What are the different ITR Deductions Available?
- Deduction under Section 80C
The amount paid or deposited in PF, PPF, LIC premium paid, NSC (National Savings Certificate), ULIP, principal repayment of housing loan, tuition fees, term deposit in the bank, deposit in Senior Citizen savings scheme, etc. Benefit of this deduction can be enjoyed by individuals and HUFs. It is worth mentioning here that Companies, partnership firms, LLPs can’t get this benefit.
- Deduction under Section 80D
It can be claimed by individuals as well as HUF for medical insurance & preventive health checkup.
- Deduction under Section 80E
Individuals can request for an 80E deduction for the repayment of interest on the loan, concerning a loan obtained for a higher education.
- Deduction under Section 80EE
An additional deduction can be claimed under this section like interest paid on housing loan paid through EMI.
- Deduction under Section 80G
The deduction under section 80G is claimed in respect of the donations to specific funds, charitable institutions.
Common Mistakes at the time of filing Income Tax Return
Some of the common errors which must be avoided at the time of ITR Filing are listed below:
- Selection of the incorrect form
One should select the correct ITR form based on the income and category of the taxpayer.

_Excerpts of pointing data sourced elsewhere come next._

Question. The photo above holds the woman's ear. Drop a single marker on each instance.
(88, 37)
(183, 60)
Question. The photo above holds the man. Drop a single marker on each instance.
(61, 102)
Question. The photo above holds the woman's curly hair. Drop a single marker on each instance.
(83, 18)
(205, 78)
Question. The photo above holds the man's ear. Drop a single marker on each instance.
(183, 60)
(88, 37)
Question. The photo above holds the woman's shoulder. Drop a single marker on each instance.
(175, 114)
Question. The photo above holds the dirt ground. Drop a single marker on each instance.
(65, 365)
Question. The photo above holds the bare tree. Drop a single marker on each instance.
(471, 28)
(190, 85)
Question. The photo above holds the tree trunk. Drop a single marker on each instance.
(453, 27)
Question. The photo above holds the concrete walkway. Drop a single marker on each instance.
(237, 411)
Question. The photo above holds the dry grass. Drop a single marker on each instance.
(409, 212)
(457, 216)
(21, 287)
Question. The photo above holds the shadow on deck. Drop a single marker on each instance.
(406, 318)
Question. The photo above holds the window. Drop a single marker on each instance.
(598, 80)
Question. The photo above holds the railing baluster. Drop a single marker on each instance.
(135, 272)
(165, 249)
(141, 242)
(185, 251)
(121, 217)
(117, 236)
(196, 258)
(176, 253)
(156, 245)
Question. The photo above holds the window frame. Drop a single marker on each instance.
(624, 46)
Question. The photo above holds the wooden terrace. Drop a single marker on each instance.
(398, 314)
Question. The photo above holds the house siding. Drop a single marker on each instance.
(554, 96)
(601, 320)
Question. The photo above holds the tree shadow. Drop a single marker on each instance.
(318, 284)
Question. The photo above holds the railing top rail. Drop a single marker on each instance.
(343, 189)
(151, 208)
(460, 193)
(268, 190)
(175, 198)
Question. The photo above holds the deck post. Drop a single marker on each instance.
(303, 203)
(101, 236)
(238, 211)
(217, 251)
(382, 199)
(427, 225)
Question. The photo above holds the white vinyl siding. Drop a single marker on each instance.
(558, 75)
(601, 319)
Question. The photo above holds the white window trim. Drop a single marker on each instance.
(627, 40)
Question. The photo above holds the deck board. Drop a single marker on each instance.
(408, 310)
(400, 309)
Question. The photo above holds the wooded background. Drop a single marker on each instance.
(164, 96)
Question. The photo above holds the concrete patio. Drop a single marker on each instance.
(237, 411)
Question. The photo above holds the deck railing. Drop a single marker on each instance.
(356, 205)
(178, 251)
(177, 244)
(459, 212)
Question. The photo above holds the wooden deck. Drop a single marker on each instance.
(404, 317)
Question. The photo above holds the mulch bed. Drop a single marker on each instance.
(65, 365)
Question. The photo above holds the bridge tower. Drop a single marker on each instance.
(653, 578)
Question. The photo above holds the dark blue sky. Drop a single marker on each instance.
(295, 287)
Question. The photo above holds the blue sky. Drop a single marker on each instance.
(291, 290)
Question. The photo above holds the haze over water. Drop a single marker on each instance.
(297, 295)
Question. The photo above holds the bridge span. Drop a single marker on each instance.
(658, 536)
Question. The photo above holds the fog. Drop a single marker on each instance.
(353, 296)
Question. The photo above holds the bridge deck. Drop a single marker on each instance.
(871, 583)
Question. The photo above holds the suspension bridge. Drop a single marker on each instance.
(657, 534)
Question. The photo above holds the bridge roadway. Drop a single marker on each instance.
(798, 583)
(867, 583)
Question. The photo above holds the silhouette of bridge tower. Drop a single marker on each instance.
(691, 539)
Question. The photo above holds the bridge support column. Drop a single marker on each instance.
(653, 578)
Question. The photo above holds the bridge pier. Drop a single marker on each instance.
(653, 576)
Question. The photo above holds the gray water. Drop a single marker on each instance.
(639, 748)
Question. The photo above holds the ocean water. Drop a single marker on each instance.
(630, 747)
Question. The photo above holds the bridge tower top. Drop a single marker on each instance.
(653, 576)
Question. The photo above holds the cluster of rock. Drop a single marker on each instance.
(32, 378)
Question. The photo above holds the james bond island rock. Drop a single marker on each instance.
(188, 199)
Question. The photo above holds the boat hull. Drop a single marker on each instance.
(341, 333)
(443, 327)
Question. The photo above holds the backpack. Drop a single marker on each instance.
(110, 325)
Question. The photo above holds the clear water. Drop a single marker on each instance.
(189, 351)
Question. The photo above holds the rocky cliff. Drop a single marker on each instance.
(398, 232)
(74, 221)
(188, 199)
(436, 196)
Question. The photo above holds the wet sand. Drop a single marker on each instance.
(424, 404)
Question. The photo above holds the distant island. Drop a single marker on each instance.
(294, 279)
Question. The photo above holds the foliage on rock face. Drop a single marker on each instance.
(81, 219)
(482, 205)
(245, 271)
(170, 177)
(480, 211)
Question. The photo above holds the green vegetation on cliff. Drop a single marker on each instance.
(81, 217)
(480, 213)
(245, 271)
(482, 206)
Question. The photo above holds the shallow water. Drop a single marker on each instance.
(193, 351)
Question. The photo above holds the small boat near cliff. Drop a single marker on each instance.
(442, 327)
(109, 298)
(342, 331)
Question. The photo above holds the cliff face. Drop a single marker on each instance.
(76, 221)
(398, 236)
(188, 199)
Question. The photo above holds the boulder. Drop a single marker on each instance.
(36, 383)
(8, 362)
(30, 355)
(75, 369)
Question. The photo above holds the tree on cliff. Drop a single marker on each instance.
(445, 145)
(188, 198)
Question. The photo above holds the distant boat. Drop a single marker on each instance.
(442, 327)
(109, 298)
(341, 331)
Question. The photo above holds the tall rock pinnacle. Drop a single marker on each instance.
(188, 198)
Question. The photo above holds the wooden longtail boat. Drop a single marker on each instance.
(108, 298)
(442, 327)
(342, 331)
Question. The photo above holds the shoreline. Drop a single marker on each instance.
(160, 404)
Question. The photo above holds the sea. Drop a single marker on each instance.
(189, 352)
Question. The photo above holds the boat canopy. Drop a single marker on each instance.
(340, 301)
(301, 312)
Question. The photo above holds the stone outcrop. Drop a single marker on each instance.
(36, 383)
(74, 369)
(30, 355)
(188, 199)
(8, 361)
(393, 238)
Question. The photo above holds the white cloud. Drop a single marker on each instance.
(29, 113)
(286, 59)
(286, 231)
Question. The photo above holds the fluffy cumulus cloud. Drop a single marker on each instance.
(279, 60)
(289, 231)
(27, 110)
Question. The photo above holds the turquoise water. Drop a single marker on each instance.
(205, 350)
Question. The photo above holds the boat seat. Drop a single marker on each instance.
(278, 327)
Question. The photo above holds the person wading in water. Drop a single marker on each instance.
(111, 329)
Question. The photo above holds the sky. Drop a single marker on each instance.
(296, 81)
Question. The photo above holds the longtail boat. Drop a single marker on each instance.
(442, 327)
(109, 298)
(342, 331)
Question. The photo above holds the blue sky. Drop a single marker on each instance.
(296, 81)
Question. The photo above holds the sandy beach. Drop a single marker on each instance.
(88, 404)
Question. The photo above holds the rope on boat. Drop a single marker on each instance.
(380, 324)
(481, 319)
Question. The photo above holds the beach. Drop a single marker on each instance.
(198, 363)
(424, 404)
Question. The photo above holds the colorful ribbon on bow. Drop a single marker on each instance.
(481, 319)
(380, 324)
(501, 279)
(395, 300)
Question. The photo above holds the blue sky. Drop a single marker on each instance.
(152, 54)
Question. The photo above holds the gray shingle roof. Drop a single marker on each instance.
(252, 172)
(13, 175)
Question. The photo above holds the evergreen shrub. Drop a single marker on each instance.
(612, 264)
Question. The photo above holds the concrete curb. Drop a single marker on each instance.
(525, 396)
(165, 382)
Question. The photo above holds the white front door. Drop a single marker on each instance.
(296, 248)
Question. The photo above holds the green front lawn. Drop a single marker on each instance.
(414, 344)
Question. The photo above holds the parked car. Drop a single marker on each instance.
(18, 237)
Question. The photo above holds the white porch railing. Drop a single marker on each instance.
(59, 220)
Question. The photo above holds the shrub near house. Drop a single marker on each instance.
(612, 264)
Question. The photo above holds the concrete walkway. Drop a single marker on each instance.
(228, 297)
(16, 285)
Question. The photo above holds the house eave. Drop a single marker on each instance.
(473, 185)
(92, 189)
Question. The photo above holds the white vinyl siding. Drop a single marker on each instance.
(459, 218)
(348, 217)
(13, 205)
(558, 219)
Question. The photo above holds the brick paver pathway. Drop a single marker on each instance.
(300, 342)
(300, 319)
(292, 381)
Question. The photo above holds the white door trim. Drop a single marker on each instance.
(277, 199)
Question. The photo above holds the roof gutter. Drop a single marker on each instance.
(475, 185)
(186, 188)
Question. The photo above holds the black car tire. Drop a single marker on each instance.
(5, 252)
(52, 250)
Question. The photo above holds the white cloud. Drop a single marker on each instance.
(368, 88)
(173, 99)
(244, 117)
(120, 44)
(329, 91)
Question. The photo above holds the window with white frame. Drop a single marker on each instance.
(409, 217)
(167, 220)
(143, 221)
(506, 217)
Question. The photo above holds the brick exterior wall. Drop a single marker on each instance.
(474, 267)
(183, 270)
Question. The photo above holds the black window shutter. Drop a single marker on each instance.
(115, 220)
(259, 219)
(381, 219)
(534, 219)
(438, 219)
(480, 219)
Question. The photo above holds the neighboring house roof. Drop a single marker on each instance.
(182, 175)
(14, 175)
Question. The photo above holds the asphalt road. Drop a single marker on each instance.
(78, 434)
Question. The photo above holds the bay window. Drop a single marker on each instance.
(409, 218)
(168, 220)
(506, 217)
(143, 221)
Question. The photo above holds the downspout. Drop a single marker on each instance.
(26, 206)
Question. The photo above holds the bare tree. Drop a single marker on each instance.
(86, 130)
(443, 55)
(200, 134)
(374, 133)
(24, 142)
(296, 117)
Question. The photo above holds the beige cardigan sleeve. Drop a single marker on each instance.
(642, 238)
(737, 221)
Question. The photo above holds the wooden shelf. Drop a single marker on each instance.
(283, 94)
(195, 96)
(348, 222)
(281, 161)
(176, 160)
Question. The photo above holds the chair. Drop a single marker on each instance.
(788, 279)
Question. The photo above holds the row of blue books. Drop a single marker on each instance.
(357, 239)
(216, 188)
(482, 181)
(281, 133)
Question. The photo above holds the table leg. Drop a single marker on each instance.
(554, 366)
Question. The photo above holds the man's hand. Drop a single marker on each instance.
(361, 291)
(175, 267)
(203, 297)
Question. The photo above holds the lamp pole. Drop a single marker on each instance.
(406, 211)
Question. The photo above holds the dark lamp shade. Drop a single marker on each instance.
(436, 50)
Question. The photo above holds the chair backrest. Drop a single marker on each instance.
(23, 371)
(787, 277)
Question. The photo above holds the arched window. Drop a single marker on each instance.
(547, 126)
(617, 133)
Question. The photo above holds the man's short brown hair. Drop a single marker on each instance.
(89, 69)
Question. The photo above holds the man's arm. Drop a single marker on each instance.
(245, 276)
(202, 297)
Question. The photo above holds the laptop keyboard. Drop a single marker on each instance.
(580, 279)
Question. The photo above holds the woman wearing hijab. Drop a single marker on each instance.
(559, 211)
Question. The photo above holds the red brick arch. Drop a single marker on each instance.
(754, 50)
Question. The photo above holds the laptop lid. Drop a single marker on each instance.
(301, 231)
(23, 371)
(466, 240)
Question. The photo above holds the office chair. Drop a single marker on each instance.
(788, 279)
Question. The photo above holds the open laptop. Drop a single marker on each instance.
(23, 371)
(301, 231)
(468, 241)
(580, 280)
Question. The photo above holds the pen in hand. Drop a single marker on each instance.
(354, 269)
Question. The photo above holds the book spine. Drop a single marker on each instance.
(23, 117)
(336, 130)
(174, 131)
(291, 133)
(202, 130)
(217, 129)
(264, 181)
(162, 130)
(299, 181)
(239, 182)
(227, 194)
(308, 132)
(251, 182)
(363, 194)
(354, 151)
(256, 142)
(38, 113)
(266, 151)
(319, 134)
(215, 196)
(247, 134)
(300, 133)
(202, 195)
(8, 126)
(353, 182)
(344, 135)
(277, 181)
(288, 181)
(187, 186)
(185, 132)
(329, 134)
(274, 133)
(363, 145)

- Selection of the Wrong Assessment Year
Correct assessment year must be ensured at the time of ITR filing; otherwise, it may attract double taxation and unwanted penalties.
- Incorrect input of details
At the time of filing ITR, it must be ensured that personal information of the assessee such as name, address, E-mail Id, mobile number, PAN, date of birth are correct.
- Not disclosing the complete source of Income
All the income generated from any source other than the primary reference must be fully revealed irrespective of the fact that it is taxable income or exempt.
- TDS is not reconciled with form 26AS
Form 26AS must be reconciled with form 16.
- Verification of return
After the Income tax return filing, it must be e-verified through net-banking, or EVC process on mobile number and via email.
Penalty for Non filing of Income Tax Return
There are specific penalty provisions in case taxpayer does not file ITR on time. The penalty is charged, on the late payment of income tax. The maximum amount for penalty is Rs 10,000/-. However in case of small taxpayers, the Income Tax Department said that where the total income is not more than 5 lakh rupees, the maximum penalty that can be levied for delay shall only be 1000 rupees. It has come as a huge relief to small taxpayers.